Un’ordinanza, quella emessa dal giudice per le Indagini Preliminari del Tribunale di Latina ed eseguita nella giornata di oggi dagli agenti del Comando Provinciale della Guardia di Finanza, arrivata al termine di un’indagine di polizia giudiziaria svolta su delega della Procura di Latina. Durata all’incirca un anno, quest’ultima ha permesso di svelare, attraverso le indagini condotte anche con accertamenti tecnici, acquisizioni di dichiarazioni ed esami documentali, i numerosi atti di violenza da parte dell’uomo nei confronti delle pazienti del finto studio da lui gestito. Tutto accadeva all’interno di un'”Associazione sportiva dilettantistica” adibita a palestra nella città di Fondi, nel sud della provincia di Latina: quella che il trentenne spacciava per il suo studio, sequestrata in queste ore dalle fiamme gialle quale soggetto giuridico formale nella cui veste è stata esercitata l’attività professionale, in assenza dei prescritti titoli di studio, della prevista abilitazione e della necessaria iscrizione all’albo, nonché dei locali, attrezzature e impianti utilizzati. Un’altra storia di abusi a Lodi.

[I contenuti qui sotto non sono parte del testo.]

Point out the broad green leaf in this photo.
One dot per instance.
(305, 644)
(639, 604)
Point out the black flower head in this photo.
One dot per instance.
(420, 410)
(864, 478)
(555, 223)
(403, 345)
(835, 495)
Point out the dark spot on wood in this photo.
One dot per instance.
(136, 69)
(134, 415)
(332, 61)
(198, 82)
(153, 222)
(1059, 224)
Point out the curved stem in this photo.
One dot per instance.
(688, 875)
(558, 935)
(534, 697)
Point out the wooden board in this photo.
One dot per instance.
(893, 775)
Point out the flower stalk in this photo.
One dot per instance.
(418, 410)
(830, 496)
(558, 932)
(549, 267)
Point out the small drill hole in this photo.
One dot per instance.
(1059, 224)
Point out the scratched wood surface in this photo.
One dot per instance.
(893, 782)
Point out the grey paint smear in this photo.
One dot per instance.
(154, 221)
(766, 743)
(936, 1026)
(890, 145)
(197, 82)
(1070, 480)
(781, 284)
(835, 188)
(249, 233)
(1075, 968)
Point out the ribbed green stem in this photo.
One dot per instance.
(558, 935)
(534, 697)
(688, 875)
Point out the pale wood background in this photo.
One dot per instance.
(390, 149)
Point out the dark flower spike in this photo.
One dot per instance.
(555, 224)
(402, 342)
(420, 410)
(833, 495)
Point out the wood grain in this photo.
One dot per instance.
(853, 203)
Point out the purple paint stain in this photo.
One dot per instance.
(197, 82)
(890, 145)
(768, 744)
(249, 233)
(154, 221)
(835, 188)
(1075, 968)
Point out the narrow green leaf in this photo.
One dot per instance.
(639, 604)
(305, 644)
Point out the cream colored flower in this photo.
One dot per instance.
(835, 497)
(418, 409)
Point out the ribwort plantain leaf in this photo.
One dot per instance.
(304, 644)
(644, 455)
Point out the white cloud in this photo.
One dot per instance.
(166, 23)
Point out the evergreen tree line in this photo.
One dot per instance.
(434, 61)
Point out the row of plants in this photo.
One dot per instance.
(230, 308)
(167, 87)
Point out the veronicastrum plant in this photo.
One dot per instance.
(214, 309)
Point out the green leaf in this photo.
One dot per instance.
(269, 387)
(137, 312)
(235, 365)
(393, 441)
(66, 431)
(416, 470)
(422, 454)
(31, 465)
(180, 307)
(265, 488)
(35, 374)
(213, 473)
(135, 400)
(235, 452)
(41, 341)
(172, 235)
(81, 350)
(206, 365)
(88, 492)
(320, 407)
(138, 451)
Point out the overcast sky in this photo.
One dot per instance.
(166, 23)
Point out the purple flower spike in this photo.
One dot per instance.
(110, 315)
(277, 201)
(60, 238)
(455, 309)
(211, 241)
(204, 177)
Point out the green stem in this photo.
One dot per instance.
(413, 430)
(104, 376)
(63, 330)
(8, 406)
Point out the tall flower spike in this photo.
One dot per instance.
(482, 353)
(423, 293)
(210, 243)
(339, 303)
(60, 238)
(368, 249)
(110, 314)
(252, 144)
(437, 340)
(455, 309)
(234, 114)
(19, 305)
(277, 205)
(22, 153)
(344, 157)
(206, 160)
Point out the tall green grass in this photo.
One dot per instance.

Vittima una ragazza siriana di 17 anni arrivata in Italia per sfuggire alla guerra e al sisma del 2023: finita nelle mani dei trafficanti è stata sottoposta a violenze e maltrattamenti e poi abbandonata. La Polizia, coordinata dalla Procura di Lodi e dalla Procura presso la Direzione distrettuale antimafia di Bologna, ha arrestato i due aguzzini.